Picchia la moglie e la minaccia con una pistola: arrestato 36enne

L'aggressione è avvenuta a bordo dell'autovettura del marito. Gli episodi di violenza e le minacce duravano da tempo: gli agenti della polizia attivano il "Protocollo Eva"

Un altro passo è stato compiuto dalla polizia di Reggio Calabria contro la violenza di genere ed i reati in ambito familiare. Gli agenti dell’Ufficio prevenzione generale e soccorso pubblico della Questura hanno arrestato e posto ai domicilari un 36enne reggino, responsabile dei reati di maltrattamenti in famiglia, lesioni personali aggravate, minaccia e detenzione abusiva di armi.

La misura cautelare è stata emessa da Caterina Catalano, gip presso il Tribunale di Reggio Calabria, su richiesta del pool “Fasce deboli”, coordinato dal procuratore aggiunto Gerardo Dominijanni, della Procura della Repubblica, diretta dal procuratore Giovanni Bombardieri.

L’uomo, da tempo, vessava con comportamenti violenti la moglie sino al punto da costringere la madre della donna a richiedere l’intervento degli agenti che hanno attivato immediatamente il "Protocollo Eva" contro le violenze di genere. Nel marzo scorso, la vittima aveva trovato rifugio nella casa materna in seguito all’ultima delle gravi aggressioni subite dal marito che, dopo aver costretto la moglie a seguirlo a bordo della propria autovettura, l'aveva colpita con schiaffi e pugni, minacciandola con una pistola.

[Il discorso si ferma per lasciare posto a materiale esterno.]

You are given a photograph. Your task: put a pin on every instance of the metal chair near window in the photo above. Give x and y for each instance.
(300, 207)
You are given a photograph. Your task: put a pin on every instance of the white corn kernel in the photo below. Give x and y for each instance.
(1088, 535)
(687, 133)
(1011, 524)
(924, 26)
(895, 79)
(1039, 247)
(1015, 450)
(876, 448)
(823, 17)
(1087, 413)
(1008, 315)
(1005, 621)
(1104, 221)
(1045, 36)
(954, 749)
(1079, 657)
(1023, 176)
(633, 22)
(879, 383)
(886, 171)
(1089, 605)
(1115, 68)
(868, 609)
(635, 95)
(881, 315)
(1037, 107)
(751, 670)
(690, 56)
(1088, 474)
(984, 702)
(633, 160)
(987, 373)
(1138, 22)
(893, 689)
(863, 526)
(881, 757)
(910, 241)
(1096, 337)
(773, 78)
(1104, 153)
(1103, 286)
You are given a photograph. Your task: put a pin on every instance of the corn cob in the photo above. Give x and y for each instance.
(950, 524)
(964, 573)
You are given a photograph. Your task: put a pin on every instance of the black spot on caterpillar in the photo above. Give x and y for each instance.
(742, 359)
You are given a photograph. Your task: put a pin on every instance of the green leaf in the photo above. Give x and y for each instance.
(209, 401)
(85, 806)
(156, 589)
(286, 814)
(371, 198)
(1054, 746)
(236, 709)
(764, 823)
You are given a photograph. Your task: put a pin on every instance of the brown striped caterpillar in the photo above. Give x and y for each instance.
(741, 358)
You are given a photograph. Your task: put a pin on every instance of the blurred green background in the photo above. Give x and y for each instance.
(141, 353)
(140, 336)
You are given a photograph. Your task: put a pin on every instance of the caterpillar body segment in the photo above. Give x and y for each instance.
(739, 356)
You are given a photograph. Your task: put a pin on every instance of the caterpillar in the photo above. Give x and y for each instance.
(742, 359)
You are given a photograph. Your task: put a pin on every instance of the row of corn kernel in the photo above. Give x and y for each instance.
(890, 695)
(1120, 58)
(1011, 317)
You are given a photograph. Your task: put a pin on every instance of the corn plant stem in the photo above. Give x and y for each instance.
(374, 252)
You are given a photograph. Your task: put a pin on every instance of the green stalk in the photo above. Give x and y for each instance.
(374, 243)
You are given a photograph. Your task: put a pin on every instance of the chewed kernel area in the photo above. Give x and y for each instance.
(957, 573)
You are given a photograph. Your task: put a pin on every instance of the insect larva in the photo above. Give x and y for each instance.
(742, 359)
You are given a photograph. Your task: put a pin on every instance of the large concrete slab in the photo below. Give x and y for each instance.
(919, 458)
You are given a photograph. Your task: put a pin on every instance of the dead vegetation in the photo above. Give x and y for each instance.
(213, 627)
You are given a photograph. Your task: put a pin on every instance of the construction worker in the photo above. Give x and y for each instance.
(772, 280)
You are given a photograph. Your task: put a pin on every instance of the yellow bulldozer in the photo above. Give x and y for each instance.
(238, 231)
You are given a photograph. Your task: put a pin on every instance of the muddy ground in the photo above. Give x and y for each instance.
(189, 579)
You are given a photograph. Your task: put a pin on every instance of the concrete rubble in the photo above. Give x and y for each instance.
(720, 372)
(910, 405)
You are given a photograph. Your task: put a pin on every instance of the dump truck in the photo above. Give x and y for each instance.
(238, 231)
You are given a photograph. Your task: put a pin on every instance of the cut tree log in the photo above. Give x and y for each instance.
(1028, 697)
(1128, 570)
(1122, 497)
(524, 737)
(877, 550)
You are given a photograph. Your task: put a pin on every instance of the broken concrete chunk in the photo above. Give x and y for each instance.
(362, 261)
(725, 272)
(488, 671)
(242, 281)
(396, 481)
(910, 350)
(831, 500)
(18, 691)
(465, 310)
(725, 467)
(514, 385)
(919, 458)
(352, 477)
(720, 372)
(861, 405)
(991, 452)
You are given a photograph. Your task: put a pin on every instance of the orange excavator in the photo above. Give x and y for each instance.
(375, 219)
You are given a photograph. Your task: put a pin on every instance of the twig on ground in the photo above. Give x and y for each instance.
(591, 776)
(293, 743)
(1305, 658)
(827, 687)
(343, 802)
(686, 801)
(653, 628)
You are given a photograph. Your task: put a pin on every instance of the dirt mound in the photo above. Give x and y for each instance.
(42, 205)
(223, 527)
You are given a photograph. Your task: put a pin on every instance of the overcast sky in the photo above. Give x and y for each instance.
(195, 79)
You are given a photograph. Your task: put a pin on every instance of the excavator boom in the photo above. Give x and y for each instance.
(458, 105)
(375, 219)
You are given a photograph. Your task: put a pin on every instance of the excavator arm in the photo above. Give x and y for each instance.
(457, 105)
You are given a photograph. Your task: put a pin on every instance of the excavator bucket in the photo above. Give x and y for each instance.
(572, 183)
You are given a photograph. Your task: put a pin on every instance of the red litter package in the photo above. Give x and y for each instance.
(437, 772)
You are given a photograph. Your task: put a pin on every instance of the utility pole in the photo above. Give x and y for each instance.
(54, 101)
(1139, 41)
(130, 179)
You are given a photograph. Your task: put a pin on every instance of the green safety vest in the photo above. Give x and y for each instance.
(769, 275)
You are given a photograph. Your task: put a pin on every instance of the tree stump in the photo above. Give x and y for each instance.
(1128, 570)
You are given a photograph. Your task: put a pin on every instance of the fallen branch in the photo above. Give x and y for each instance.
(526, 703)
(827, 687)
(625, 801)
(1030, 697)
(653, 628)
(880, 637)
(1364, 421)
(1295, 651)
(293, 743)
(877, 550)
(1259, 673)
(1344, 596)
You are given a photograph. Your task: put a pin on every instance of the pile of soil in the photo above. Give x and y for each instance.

Nella circostanza, la donna ha riportato evidenti segni fisici dei maltrattamenti per i quali è stato necessario richiedere specifiche cure mediche, tanto da indurre la madre a chiedere il soccorso degli agenti che, raccogliendo tutti gli elementi utili, essendo al di fuori della possibilità dell’arresto in flagranza di reato per il tempo trascorso dall’evento, ha permesso comunque alla Procura della Repubblica presso il Tribunale di Reggio Calabria di richiedere il provvedimento cautelare. L’episodio, purtroppo, non era unico nel suo genere: più volte, a partire dal mese di settembre 2018, secondo quanto si legge in una nota della Questura, gli episodi vessatori si erano susseguiti, fino ad arrivare  all’ultima violenta aggressione.

Il gip Caterina Catalano sottolineando la gravità del comportamento dell'uomo, ha evidenziato che “altissimo è il pericolo di reiterazione di reati dello stesso tipo di quello per il quale si procede ed anche di reati commessi con uso di violenza o minaccia alla persona non possono che militare in questa direzione le modalità dell’agire paramafioso dell’indagato". Inoltre, definisce la personalità del marito "spiccatamente negativa e violenta".

Per Maurizio Vallone, questore di Reggio Calabria: “la donna nel tempo intercorso tra la denuncia e l’emissione della misura cautelare non è mai stata lasciata sola e non lo sarà oggi. E’ stato attivato un dispositivo di sicurezza tale da garantirle sempre le vicinanza della polizia secondo quanto disposto dal Comitato per l’ordine e la sicurezza pubblica presieduto dal prefetto Michele di Bari".